Remove columns by pattern
Lets say I want to remove all the columns that contain the word "Spot" in them. How would I do that. I cannot figure out the syntax for Remove columns matching.
Best Answer
-
Alexandru Dataiker, Dataiku DSS Core Designer, Dataiku DSS ML Practitioner, Dataiku DSS Adv Designer, Registered Posts: 1,226 Dataiker
Hi,
You could do this using a Visual Prepare recipe and adding a step with the processor library "Delete/Keep Columns by name".
Within that you can use regex to match on the pattern you are looking for example: .*Spot.*
Answers
-
Thank you for your help!
-
Hi @AlexT
,I tried to use your solution for remove columns using pattern to remove all which start with a common text phrase but the formula did not work.

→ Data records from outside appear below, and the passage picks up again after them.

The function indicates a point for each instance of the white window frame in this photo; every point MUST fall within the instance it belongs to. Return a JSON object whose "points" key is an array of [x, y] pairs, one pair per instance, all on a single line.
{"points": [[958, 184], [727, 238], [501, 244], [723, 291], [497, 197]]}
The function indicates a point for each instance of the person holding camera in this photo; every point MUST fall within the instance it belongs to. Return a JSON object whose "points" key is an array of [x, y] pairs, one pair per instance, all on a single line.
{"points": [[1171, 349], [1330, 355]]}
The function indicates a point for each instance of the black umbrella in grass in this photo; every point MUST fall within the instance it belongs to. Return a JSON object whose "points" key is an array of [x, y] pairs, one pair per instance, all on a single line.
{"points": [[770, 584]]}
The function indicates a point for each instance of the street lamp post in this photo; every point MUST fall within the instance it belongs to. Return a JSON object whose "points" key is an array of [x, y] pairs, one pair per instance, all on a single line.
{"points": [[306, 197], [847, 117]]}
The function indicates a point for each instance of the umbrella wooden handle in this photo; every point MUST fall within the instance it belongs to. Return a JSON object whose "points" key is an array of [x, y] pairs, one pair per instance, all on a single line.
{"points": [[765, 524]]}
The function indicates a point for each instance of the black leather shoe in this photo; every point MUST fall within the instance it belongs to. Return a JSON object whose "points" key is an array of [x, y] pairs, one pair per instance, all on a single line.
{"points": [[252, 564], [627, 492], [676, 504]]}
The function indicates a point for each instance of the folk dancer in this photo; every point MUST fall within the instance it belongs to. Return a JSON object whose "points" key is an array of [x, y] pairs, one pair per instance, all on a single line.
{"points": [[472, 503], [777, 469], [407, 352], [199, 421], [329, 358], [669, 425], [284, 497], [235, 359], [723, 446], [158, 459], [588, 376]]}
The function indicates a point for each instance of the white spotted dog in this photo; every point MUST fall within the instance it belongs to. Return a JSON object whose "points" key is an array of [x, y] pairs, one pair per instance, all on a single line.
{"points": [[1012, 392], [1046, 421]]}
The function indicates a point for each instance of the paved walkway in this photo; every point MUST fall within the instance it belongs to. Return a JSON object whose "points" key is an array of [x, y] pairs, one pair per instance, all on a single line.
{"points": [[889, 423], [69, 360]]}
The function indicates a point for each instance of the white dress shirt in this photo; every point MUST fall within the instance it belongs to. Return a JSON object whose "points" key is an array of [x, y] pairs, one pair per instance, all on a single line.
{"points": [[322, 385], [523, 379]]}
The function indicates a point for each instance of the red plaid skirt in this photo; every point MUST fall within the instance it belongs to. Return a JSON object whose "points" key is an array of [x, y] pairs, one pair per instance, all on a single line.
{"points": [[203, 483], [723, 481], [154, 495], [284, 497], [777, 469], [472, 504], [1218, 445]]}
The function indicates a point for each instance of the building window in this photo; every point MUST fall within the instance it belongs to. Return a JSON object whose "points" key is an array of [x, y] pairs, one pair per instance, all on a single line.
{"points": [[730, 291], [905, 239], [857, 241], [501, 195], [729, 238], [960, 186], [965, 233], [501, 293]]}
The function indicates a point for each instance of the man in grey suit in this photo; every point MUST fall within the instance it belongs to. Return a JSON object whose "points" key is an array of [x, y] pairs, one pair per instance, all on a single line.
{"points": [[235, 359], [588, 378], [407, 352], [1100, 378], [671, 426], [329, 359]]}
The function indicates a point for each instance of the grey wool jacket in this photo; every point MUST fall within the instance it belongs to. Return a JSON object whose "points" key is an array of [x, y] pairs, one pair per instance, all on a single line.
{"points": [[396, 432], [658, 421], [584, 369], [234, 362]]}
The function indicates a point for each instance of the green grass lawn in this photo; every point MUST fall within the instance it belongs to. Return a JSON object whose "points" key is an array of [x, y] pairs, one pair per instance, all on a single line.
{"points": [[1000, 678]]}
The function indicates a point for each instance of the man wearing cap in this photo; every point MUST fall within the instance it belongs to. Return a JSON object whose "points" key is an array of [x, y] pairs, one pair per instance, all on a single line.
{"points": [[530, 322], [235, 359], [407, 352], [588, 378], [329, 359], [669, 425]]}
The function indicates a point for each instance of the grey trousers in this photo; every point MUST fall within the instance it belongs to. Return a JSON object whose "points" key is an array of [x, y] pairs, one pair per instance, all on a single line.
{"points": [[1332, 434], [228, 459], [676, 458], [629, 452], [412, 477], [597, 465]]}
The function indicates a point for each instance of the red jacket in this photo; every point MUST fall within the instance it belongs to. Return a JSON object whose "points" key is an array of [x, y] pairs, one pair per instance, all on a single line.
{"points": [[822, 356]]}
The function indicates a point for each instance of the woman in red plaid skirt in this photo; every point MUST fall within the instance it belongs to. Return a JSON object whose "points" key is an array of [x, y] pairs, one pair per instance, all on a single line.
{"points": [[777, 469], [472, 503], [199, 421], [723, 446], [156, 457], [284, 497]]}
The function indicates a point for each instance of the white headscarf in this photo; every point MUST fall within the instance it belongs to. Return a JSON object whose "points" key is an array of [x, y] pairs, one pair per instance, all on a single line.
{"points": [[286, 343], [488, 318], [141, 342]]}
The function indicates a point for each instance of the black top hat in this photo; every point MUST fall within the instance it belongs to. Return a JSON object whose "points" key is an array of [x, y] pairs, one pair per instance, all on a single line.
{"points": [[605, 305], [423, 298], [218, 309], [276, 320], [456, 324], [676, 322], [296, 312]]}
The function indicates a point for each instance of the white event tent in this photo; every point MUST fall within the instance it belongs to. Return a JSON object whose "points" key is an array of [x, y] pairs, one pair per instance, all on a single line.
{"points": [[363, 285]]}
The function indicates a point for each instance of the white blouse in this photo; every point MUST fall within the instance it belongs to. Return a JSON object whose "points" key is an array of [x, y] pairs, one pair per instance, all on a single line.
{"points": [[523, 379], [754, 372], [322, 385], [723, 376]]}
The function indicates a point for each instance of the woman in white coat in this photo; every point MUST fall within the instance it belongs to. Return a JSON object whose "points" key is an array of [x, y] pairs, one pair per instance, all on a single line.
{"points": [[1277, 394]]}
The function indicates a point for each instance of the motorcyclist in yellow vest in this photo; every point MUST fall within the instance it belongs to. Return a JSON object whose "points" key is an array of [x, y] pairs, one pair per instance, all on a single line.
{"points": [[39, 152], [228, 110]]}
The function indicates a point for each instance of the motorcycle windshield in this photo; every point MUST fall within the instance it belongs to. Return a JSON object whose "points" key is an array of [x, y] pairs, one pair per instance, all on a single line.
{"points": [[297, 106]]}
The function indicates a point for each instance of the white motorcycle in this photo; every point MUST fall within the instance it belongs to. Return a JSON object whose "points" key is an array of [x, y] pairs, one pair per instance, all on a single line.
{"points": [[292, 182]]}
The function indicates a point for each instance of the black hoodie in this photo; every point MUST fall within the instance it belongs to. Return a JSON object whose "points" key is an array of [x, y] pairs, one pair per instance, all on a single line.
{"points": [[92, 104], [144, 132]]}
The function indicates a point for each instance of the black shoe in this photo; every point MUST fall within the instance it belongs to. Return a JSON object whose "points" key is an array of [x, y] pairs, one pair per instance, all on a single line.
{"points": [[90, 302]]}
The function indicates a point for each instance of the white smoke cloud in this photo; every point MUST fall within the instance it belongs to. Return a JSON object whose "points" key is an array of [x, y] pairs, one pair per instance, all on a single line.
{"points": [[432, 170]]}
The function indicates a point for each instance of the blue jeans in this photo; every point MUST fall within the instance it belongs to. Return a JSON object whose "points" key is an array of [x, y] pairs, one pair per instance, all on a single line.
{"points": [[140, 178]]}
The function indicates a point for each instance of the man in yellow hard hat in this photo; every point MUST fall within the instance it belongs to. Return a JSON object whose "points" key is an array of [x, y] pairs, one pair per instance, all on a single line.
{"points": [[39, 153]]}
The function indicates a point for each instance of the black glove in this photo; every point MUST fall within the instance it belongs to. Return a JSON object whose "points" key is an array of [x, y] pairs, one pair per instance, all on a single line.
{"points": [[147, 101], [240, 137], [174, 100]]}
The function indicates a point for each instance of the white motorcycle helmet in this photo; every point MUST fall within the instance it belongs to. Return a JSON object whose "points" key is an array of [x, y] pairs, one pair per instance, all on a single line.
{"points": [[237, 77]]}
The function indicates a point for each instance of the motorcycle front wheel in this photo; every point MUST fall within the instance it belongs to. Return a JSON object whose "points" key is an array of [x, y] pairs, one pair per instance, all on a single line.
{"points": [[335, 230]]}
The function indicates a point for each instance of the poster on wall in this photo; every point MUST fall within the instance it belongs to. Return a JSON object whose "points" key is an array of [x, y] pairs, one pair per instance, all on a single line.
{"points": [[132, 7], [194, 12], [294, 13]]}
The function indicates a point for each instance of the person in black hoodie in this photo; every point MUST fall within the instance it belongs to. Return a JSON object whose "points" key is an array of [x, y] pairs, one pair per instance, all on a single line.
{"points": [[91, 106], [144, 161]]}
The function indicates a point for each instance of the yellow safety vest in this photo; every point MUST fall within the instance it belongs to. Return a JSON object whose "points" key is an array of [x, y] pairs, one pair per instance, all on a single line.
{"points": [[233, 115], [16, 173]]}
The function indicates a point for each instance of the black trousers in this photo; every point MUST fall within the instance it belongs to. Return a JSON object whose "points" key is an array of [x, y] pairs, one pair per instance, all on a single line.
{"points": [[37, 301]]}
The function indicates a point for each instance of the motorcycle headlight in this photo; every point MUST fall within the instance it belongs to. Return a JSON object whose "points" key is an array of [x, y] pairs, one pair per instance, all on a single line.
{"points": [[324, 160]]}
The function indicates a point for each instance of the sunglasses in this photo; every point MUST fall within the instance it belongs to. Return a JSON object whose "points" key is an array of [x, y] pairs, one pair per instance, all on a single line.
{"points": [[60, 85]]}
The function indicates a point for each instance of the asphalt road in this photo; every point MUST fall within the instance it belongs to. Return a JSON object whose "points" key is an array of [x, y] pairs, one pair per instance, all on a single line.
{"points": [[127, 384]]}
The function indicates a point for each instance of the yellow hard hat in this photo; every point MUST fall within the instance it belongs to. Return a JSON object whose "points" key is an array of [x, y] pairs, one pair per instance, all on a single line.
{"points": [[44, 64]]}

The text phrase is FR_AMER_ so I used the regex .*FR_AMER_.* but all the columns are still in the table preview.
-
Alexandru Dataiker, Dataiku DSS Core Designer, Dataiku DSS ML Practitioner, Dataiku DSS Adv Designer, Registered Posts: 1,226 Dataiker
If you want to remove columns that start with a string you can use slightly different regex :
^FR_AMERT_.*
-
Jurre Dataiku DSS Core Designer, Dataiku DSS & SQL, Dataiku DSS Core Concepts, Registered, Dataiku DSS Developer, Neuron 2022 Posts: 115 ✭✭✭✭✭✭✭
For building and testing regex https://regex101.com/ is a nice resource.
-
Doesn't work for me. I have attached a screenshot can you please help me with that? TIA
-
If I wanted to extend this and make it spot plus any single digit would it be
.*_spot\d$.*, .*_spot\d.* or something else?